Creio ser desnecessário dizer que fiquei chocado com aquela última afirmação. Infelizmente, eu ainda teria muitos motivos para entrar em choque.
— Como assim? Sou apenas um escritor obscuro e sem editora. Sou um perdedor que precisa trabalhar de vigia num cemitério para pagar as contas. Que importância eu tenho nessa comédia macabra?
— Você não entende, não é? Está aqui para redigir a peça de acusação para cada um de nós. Você foi escolhido para supostamente garantir um julgamento justo, mas Belial tem muitas artimanhas para forçá-lo a fazer o que ele quer.
Estela não poderia ter sido mais clara. Ao escrever a biografia de cada um dos fantasmas enquanto ele era vivo, eu acabaria por produzir uma peça de acusação para instruir o processo no qual seu destino seria decidido. Minha afinidade com cada um dos biografados certamente iria influir no resultado final. Por isso Belial insistiu tanto em minha opinião pessoal.
— Eu poderia me recusar a tomar parte nisso.
— Isso seria impossível. Você já aceitou escrever sobre nossas vidas e voltar atrás não é uma opção neste mundo.
Eu não sabia quais podiam ser as consequências por desafiar as regras do jogo que me foi imposto. Também estaria mentindo se disse que não estava apavorado, à essa altura dos acontecimentos. Mas bem no fundo da alma, minha dignidade ferida clamava por dar o troco. Só não sabia ainda o que fazer.
— Você também não pode mentir, se é isso que está pensando. — Disse ela com voz desanimada.
Era isso! Inadvertidamente, Estela respondeu à questão que eu mesmo havia me formulado um momento antes.
— Não mentirei. A verdade tem muitas faces.
Ela assentiu com um movimento de cabeça. Estela compreendeu rápido o que eu pretendia e o brilho da esperança voltou à sua face. Seu sorriso também havia voltado e a transformação em sua aparência logo manifestou o seu ânimo renovado. Já não era a menininha apavorada diante de mim, mas a mulher autoconfiante e sedutora que eu conhecia. Aquela mudança me envaideceu, de certa forma. Influir no estado de ânimo de uma mulher não era algo que me acontecesse com frequência. Na maioria das vezes eu permanecia invisível para o sexo oposto. Para ser franco, a maior parte de minha vida foi de solidão, mas não me queixo. Tive alguns bons momentos. Entre eles, se sobressaíam aqueles passados recentemente com Berenice. Eu ansiava por vê-la novamente, e nem mesmo o olhar sedutor de minha bela guia naquele mundo, enfraquecia esse desejo. Antes, porém, eu tinha um dever a cumprir. A história de Estela esperava para ser retomada.

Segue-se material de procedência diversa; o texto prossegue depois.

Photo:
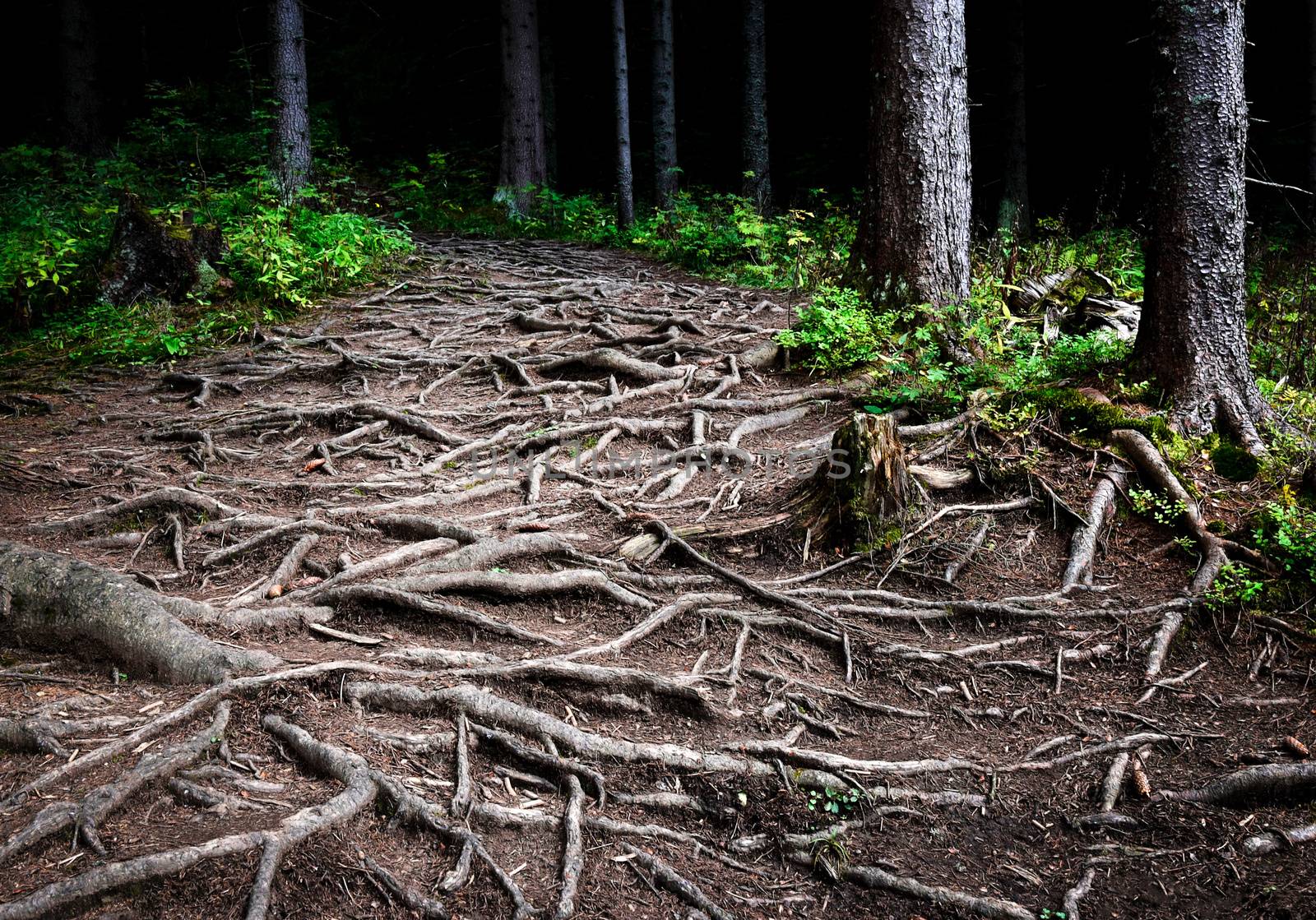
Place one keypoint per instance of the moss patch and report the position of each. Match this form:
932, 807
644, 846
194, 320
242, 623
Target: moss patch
1234, 462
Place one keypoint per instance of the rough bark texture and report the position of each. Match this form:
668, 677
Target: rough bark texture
523, 164
864, 250
1013, 214
852, 501
622, 99
149, 257
665, 105
289, 69
549, 94
921, 247
1311, 96
53, 600
757, 184
78, 62
1193, 337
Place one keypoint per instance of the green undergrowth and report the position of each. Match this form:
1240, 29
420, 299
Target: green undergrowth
197, 157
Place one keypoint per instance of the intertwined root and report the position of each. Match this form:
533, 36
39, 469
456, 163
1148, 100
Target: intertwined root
554, 479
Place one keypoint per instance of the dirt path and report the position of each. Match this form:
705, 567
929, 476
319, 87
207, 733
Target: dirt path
508, 541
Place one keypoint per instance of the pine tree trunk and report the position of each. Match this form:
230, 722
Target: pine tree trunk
622, 81
1013, 214
757, 186
665, 105
1193, 336
523, 168
864, 249
921, 247
81, 91
549, 90
293, 125
1311, 96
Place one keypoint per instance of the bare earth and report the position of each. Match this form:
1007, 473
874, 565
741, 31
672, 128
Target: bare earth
539, 690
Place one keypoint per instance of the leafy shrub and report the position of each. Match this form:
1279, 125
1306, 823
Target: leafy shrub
1286, 532
839, 331
1160, 508
58, 210
1235, 589
287, 254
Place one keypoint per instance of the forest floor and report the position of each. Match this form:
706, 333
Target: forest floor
491, 685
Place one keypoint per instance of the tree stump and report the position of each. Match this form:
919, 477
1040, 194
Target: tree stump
151, 257
859, 497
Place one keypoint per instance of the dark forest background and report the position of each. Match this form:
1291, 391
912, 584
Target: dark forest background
396, 81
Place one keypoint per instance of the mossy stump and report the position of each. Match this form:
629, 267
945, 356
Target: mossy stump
860, 495
155, 258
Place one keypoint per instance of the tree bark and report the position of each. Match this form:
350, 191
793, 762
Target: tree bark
1193, 336
757, 184
665, 105
864, 249
293, 125
857, 497
622, 98
549, 94
523, 168
56, 602
78, 62
921, 247
1311, 96
1013, 214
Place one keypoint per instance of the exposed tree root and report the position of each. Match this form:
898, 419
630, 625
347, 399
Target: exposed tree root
872, 876
467, 478
52, 599
1272, 782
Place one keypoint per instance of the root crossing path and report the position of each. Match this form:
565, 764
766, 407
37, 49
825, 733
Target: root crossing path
478, 595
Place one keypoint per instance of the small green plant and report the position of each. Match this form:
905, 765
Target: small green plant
1157, 507
839, 331
1286, 532
1235, 589
839, 803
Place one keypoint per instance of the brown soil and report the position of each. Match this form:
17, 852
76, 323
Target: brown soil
112, 436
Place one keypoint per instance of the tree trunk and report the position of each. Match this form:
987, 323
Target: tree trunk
665, 105
153, 258
921, 247
81, 91
855, 499
293, 125
757, 184
523, 166
1193, 337
1311, 96
549, 91
1013, 214
622, 81
864, 249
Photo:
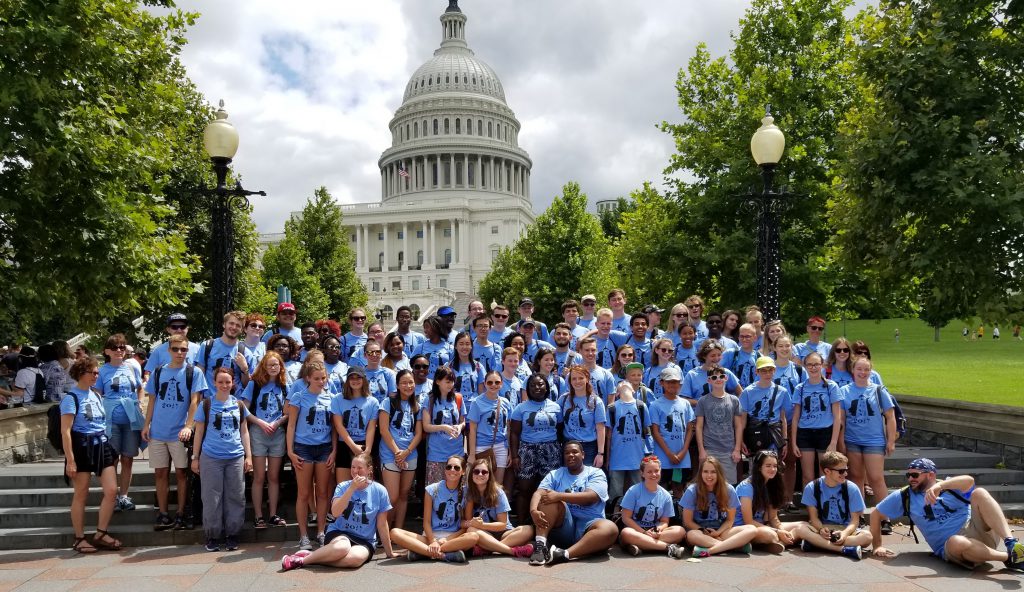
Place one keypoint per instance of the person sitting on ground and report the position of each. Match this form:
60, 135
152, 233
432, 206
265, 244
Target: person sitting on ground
961, 522
646, 508
568, 507
835, 506
360, 507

Ao me ver pronto para começar a escrever, Estela voltou a dar sinais de insegurança. Imaginei que isso fosse acontecer. Afinal ela não podia mentir e receava meu julgamento quando começasse a desnudar sua existência terrena para mim. Dei-lhe o melhor sorriso encorajador que eu podia dar e aguardei pacientemente. As palavras vieram hesitantes a princípio. Depois, aos poucos, elas se tornaram uma narrativa fluente e coesa, conforme transcrevo a seguir.
Os primeiros anos da vida de Estela estavam repletos de lembranças que lhe eram gratificantes. Era a filha única de um casal que parecia ter como propósito de existência fazê-la feliz. Não mediam esforços para atender seus caprichos infantis e a cobriam de mimos. Ela era uma linda menina, e eles não deixavam que se esquecesse disso. Seu guarda-roupa era renovado com frequência e sua linda aparência era sempre alvo de cliques fotográficos frequentes.
Essas fotos eram amadoras, segundo entendi, pela descrição que ela me fez. Em sua maioria, se tratavam de flagrantes, capturados enquanto ela fingia ser um modelo fotográfico, sua brincadeira favorita. Inadvertidamente, algumas dessas fotos retratavam uma sensualidade precoce, que não era completamente inocente. O que começou como uma vaidade estimulada pelos pais, tornou-se uma fonte de prazer para ela. Estela gostava de exibir-se para os adultos que frequentavam sua casa. Eles costumavam ser submetidos às sessões de exibição de seu mais recente álbum de fotografia, que eram promovidas pelos seus orgulhosos genitores.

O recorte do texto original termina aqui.